Apresiasi juga datang dari Anggota Komisi III Fraksi Golkar, Supriansa. Dia menilai langkah Jenderal Listyo Sigit mencerminkan slogan Presisi.

"Kami memberi apresiasi atas ketegasan sikap pak kapolri terkait masalah di internal kepolisian. Beliau mampu menerapkan sikap kepolisian yang tegas di saat harus tegas dan kepolisian yang bijak ketika memang harus bijaksana dalam menghadapi suatu masalah. Itulah konsep presisi yang sesungguhnya," ungkapnya.

Supriansa lantas menyebut instansi kepolisian saat ini banyak membawa ke arah perubahan yang lebih baik. Dia lantas memuji Jenderal Listyo yang selalu terbuka atas masukan dan saran Komisi III DPR.

"Kepolisian hari ini memang harus kita akui banyak mengalami perubahan ke arah yang lebih baik selama kepemimpinan kapolri Jenderal Listyo Sigit Prabowo. Secara khusus saya memberi apresiasi kepada kapolri bersama seluruh jajarannya yang setiap saat bisa menerima masukan dari mitra kerja komisi III bahkan masukan dari masyarakat. Itu perlu dipertahankan," ujarnya.

Begitu juga dengan Anggota Komisi III Fraksi PKB, Jazilul Fawaid. Dia berharap perintah Kapolri ini dapat diterapkan hingga jajaran terbawah. Dengan begitu, menurutnya, citra kepolisian akan dipandang baik di masyarakat.

"Kami dukung dan apresiasi sikap tegas kapolri agar jajaran polri tidak antrikritik dan humanis menghadapi pandangan masyarakat. Kami tunggu pelaksanaan dan konsistensinya.
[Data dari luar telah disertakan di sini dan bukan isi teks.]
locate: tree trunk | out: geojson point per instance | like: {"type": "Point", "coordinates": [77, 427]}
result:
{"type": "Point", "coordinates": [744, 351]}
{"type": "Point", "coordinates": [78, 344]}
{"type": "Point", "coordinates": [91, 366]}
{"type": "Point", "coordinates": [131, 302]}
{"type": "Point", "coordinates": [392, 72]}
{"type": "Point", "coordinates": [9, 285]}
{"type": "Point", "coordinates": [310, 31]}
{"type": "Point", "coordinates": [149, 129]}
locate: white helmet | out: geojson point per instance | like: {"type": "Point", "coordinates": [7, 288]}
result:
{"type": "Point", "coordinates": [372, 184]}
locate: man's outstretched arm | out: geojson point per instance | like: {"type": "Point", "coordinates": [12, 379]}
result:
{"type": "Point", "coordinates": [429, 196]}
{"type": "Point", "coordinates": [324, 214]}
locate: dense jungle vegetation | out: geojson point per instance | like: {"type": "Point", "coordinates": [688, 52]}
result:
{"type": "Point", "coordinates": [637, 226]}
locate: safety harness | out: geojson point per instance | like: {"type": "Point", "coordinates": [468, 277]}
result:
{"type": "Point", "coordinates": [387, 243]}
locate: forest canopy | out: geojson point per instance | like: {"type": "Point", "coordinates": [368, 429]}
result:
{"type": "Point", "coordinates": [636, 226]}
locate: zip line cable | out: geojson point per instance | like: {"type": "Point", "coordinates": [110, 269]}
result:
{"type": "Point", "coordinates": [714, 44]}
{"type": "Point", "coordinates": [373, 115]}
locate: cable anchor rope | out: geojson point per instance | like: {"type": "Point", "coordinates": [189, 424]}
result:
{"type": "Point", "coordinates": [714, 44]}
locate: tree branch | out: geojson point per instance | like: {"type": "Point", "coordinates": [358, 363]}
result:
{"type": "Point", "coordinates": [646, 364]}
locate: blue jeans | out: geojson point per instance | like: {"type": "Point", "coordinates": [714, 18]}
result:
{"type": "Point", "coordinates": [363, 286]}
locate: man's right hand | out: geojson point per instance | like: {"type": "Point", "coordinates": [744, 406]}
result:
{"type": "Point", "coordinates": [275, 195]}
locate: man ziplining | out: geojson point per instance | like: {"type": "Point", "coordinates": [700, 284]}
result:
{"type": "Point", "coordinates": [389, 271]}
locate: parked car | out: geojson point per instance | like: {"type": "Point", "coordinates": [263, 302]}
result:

Hemat kami, jika arahan kapolri ini dapat dilaksanakan sampai jajaran paling bawah, maka kami yakin citra kepolisian makin bagus dan dicintai masyarakat. Akhirnya, menjadi polisi sahabat rakyat, yang dicintai rakyat," tuturnya.

Sebelumnya, Kapolri Jenderal Listyo Sigit mengeluarkan perintah tegas agar polisi tidak antikritik. Apalagi terhadap masukan yang sifatnya membangun.

"Jangan antikritik, apabila ada kritik dari masyarakat, lakukan introspeksi untuk menjadi lebih baik," kata Sigit dalam arahannya kepada jajaran melalui video conference di Mabes Polri, Jakarta Selatan.

Kapolri Sigit menekankan kepada seluruh kapolda dan kapolres tidak ragu memberikan sanksi tegas berupa pidana atau pemberhentian tidak dengan hormat (PTDH) kepada personelnya yang tidak menjalankan tugas sesuai aturan.

"Perlu tindakan tegas. Jadi tolong tidak pakai lama, segera copot, PTDH, dan proses pidana. Segera lakukan dan ini menjadi contoh bagi yang lainnya. Saya minta tidak ada kasatwil yang ragu. Bila ragu, saya ambil alih," kata Sigit.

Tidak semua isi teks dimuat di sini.